Well, the May Long weekend continued with its tradition. It rained on the days I was home over the weekend, so I did not get to dig up more of the red rock.  Instead, I started counting ferns in the red rock bed.  I counted over 20 of them. So, moving on to saving the ferns! The first step is establishing what kind of ferns are in my rock bed.  I snapped a picture of my ferns and uploaded them to the app PictureThis and what I found out……….. I have a lot of Ostrich ferns.


Now that I know what I am dealing with, what do I need to do to these ferns to keep them alive? Well, my Facebook algorithm now wants to show me everything and anything about Ostrich ferns.  Lo and behold, what do I stumble across?  A Facebook post telling me that Ostrich ferns are edible.  I started digging deeper because I realized you can not believe everything on Facebook.  I found a Government of Canada website reviewing food-safe tips for fiddleheads, which is what the curls from the Ostrich fern are called when they first sprout.
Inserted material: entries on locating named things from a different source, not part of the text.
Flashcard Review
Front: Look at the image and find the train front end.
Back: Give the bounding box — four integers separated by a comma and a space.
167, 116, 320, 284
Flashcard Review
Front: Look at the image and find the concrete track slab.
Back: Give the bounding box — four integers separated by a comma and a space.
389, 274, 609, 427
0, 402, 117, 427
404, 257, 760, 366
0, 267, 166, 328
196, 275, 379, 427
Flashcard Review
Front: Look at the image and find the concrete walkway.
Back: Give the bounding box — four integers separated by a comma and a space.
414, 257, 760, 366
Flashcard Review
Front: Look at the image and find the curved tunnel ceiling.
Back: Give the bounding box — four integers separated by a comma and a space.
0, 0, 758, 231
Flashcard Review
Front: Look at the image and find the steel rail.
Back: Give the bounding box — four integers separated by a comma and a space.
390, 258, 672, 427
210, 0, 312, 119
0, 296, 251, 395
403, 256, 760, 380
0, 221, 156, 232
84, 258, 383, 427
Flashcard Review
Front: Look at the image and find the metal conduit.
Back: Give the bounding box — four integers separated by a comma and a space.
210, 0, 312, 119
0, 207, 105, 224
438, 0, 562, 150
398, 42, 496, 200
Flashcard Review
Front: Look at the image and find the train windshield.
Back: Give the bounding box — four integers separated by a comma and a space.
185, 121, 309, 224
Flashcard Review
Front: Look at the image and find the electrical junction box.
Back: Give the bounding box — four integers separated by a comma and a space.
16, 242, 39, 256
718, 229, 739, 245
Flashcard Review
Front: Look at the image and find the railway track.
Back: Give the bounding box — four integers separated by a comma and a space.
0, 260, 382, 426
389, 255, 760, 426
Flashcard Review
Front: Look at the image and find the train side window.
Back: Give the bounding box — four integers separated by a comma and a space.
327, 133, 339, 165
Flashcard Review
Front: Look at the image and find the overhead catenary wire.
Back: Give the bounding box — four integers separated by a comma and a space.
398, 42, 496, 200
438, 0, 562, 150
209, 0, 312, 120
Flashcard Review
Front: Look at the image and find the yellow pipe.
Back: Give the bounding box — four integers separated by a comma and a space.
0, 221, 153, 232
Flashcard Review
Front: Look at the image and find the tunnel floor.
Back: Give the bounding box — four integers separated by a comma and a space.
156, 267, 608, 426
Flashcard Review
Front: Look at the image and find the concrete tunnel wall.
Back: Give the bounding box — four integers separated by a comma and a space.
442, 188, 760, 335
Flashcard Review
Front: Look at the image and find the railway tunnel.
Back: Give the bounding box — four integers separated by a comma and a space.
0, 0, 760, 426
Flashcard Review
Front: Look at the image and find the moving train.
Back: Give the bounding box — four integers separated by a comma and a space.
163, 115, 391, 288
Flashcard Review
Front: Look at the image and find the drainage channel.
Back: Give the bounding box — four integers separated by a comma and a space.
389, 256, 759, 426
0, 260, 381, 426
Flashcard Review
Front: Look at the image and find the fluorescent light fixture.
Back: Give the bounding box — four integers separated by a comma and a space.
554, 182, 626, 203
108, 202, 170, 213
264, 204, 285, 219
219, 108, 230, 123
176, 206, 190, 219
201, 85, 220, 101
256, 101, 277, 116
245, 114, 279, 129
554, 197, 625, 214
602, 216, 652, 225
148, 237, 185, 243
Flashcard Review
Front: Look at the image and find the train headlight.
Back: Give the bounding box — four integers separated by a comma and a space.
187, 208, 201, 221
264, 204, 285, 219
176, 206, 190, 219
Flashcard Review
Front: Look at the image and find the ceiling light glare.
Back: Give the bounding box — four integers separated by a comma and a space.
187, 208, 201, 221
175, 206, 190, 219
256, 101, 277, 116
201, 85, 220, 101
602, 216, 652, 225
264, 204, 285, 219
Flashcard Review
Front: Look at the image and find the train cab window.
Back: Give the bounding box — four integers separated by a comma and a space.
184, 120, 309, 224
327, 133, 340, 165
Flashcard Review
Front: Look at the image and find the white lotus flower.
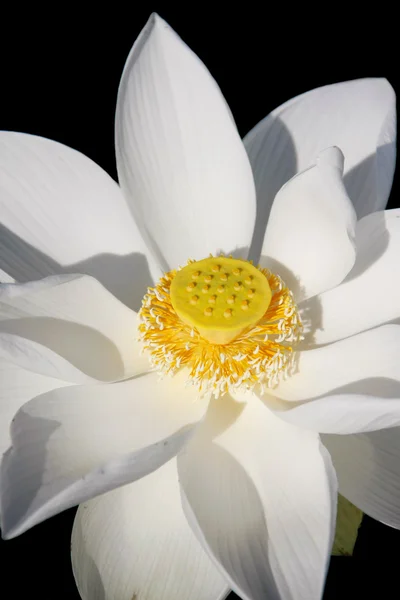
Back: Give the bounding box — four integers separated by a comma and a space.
0, 11, 400, 600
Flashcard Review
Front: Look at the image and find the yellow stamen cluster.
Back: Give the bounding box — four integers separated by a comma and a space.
139, 256, 302, 396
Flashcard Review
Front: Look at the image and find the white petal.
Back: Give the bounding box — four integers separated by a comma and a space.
116, 15, 255, 270
323, 427, 400, 529
0, 333, 90, 456
301, 209, 400, 344
273, 325, 400, 401
270, 392, 400, 434
72, 460, 228, 600
1, 373, 207, 538
261, 148, 356, 300
244, 79, 396, 252
0, 275, 150, 381
0, 269, 15, 283
0, 131, 158, 308
178, 396, 337, 600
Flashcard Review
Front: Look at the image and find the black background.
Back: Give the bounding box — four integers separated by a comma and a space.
0, 2, 400, 600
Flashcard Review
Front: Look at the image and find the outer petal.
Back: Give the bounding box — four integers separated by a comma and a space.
270, 394, 400, 434
301, 209, 400, 344
0, 333, 90, 456
261, 148, 356, 300
72, 460, 228, 600
323, 427, 400, 529
273, 325, 400, 401
115, 15, 255, 269
0, 131, 157, 308
178, 396, 337, 600
0, 275, 150, 381
1, 373, 207, 538
244, 79, 396, 252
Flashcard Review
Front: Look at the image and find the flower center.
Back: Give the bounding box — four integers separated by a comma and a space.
170, 257, 272, 344
139, 256, 302, 396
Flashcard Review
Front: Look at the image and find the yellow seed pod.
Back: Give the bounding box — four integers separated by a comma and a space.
170, 256, 272, 344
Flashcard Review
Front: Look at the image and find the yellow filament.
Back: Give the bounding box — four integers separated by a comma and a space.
139, 257, 302, 396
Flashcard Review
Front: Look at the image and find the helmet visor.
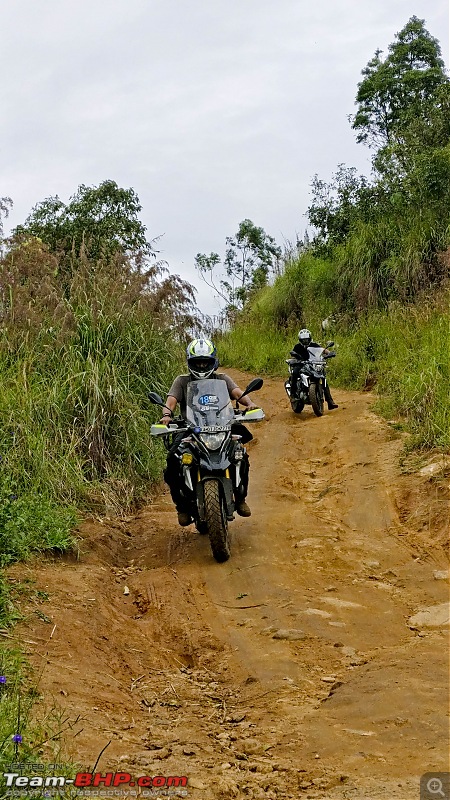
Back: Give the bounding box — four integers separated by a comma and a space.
188, 356, 216, 377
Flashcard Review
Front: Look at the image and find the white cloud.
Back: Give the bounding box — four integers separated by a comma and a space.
0, 0, 448, 314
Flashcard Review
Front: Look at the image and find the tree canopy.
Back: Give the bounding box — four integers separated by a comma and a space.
195, 219, 281, 317
351, 16, 448, 148
13, 180, 152, 260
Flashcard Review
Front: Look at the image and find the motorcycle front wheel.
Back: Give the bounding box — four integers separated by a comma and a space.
291, 397, 305, 414
309, 383, 323, 417
204, 480, 231, 564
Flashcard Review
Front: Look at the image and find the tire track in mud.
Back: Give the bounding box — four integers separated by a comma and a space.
12, 370, 448, 800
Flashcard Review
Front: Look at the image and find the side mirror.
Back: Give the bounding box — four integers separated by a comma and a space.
148, 392, 164, 406
239, 378, 264, 400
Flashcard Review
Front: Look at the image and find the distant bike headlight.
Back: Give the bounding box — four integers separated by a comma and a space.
200, 433, 226, 450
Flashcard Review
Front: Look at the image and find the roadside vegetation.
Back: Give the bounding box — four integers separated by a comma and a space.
216, 17, 450, 449
0, 181, 195, 776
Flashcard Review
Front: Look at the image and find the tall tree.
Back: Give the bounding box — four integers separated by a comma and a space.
350, 16, 448, 148
14, 180, 152, 260
195, 219, 281, 316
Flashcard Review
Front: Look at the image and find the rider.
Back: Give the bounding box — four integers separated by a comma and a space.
160, 339, 257, 526
291, 328, 339, 411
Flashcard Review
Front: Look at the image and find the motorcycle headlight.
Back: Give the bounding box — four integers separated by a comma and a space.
200, 433, 226, 450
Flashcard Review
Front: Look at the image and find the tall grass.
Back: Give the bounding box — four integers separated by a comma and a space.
0, 241, 185, 566
220, 289, 450, 450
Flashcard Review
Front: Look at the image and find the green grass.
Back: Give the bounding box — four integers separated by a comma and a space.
219, 290, 450, 450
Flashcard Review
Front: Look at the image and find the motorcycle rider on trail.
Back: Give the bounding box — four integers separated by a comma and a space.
160, 339, 257, 527
291, 328, 339, 411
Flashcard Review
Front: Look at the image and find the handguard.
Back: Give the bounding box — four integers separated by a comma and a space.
150, 423, 179, 436
234, 408, 266, 422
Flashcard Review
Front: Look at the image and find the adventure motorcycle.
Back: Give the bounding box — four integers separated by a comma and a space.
284, 342, 336, 417
149, 378, 264, 562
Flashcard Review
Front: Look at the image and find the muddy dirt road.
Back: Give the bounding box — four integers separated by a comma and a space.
15, 370, 449, 800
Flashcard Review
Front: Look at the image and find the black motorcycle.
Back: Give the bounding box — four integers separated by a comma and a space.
284, 342, 336, 417
149, 378, 264, 562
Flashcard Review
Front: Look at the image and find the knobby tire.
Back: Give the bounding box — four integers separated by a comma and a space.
309, 383, 323, 417
204, 480, 230, 564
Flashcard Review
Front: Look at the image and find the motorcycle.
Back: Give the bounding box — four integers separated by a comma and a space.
149, 378, 264, 563
284, 342, 336, 417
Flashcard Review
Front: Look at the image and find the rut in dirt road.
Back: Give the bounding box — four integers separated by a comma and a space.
15, 370, 449, 800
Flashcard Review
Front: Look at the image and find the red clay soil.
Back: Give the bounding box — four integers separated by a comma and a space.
7, 370, 449, 800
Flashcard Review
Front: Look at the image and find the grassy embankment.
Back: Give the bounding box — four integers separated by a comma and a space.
220, 254, 450, 450
0, 239, 183, 772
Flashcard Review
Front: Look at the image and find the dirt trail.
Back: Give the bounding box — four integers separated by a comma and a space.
12, 371, 449, 800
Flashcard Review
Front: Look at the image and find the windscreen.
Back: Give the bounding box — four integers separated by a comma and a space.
308, 347, 324, 361
186, 379, 234, 428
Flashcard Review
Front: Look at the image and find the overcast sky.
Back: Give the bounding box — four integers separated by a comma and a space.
0, 0, 449, 313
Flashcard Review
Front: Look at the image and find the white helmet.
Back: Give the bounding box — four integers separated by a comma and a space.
186, 339, 219, 380
298, 328, 312, 347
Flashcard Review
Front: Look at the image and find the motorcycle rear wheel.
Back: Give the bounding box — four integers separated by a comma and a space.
309, 383, 323, 417
204, 480, 231, 564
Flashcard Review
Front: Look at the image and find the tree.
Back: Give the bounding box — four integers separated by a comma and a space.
307, 164, 374, 248
0, 197, 12, 247
350, 16, 448, 148
13, 180, 154, 260
195, 219, 281, 316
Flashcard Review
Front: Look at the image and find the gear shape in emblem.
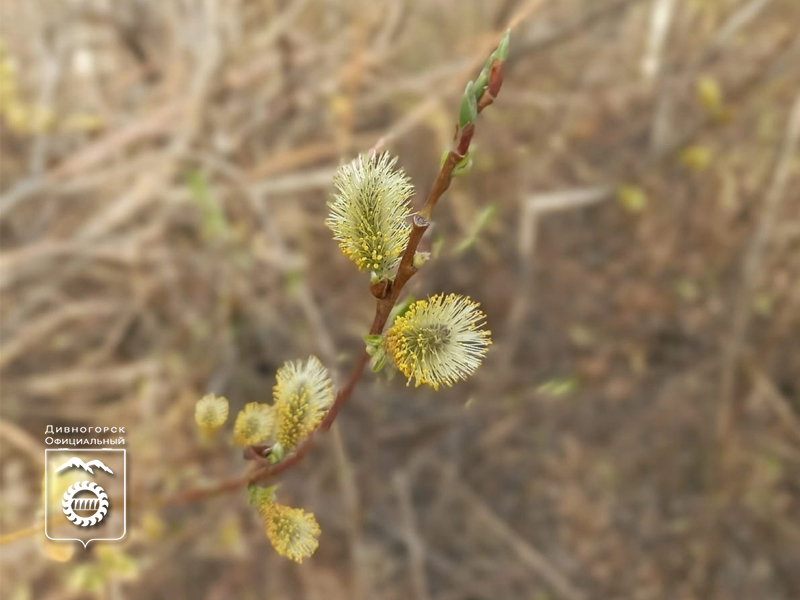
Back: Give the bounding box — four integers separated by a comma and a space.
61, 481, 108, 527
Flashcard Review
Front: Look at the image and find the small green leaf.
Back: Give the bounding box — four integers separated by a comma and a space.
458, 81, 478, 127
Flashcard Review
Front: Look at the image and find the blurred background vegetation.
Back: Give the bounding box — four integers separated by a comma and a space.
0, 0, 800, 600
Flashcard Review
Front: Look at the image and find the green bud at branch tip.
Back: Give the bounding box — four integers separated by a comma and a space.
494, 29, 511, 60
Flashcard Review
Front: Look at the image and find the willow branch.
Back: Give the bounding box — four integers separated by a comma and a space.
169, 51, 503, 505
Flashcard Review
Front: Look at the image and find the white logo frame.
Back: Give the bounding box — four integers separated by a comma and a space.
44, 448, 128, 548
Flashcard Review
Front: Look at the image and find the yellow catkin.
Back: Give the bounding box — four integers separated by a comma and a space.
233, 402, 274, 446
194, 394, 228, 432
273, 356, 333, 451
384, 294, 491, 390
262, 502, 321, 563
326, 153, 414, 277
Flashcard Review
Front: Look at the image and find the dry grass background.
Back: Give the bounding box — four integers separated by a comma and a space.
0, 0, 800, 600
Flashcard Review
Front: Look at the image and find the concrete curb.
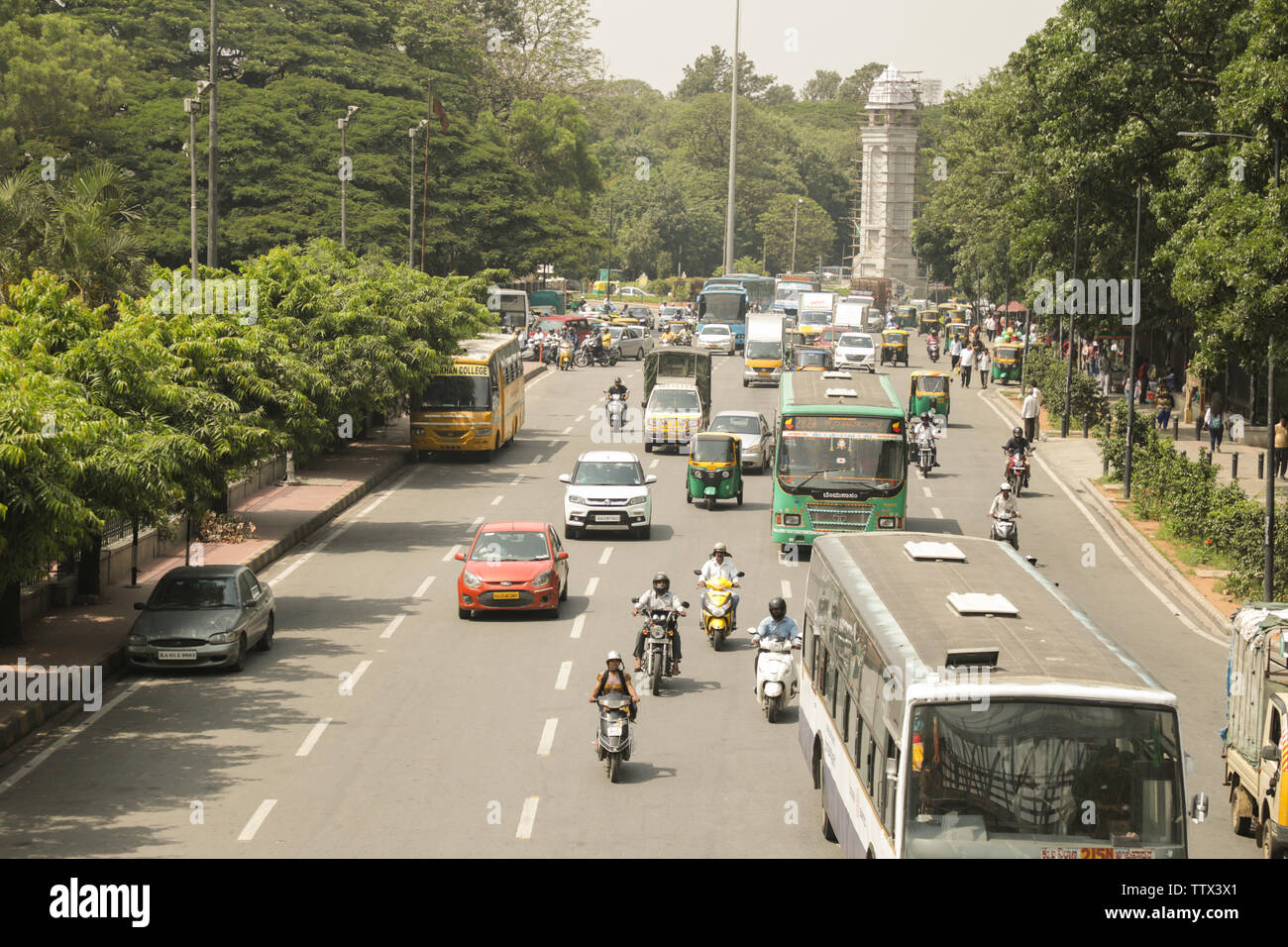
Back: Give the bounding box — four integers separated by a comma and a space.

In the video below, I will show what my fiddleheads look like in red rock.  Mine are too far gone this year to try sampling.  Next year, I want to sauté fiddleheads for a sample.  I have read that fiddleheads can taste similar to asparagus, broccoli, spinach or green beans.  I can’t wait to try them.


Returning to my app/webpage

The perfect time to transplant Ostrich ferns is mid-spring to early summer.

Lucky for me, it’s curretly mid-spring. Ostrich ferns need partial to full shade.  I plan on returning them to the area they are currently in, so they will still have partial shade.  I have started moving my ferns from the red rock bed to flower pots until I can remove all the red rock and transplant them back into the flower bed.  Two down and eighteen more to go!